In the preferred embodiment, archwire 11 and adjustment wires 14, 15 have a 
round cross-section. Other cross-sections, however, are contemplated, such 
as rectangular or square. 
As is known by those having ordinary skill in the art, each patient will 
require different prescriptions for rotating, torquing, and angulating the 
molars, thus the amount of correction is left to the orthodontist.
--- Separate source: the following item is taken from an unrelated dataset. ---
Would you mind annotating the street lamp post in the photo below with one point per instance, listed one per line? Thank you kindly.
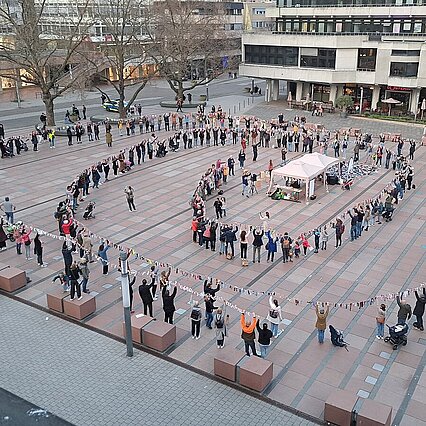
(125, 292)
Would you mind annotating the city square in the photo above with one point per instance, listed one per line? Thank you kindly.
(234, 240)
(387, 259)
It 
should also be understood that due to the nature of either nicoloy or 
stainless steel, it may be necessary for the patient to have readjustments 
made during the treatment period to obtain the optimum rotation, torque 
and angulation on the molars. 
From the foregoing it is apparent that there is described and provided an 
improved palatal arch expander and method for inserting and adjusting the 
assembly. While the particular embodiments that have been disclosed are 
illustrative of an assembly that achieves the advantages of the invention, 
the disclosed embodiments are illustrative and not intended to limit the 
invention as it is otherwise defined in the claims.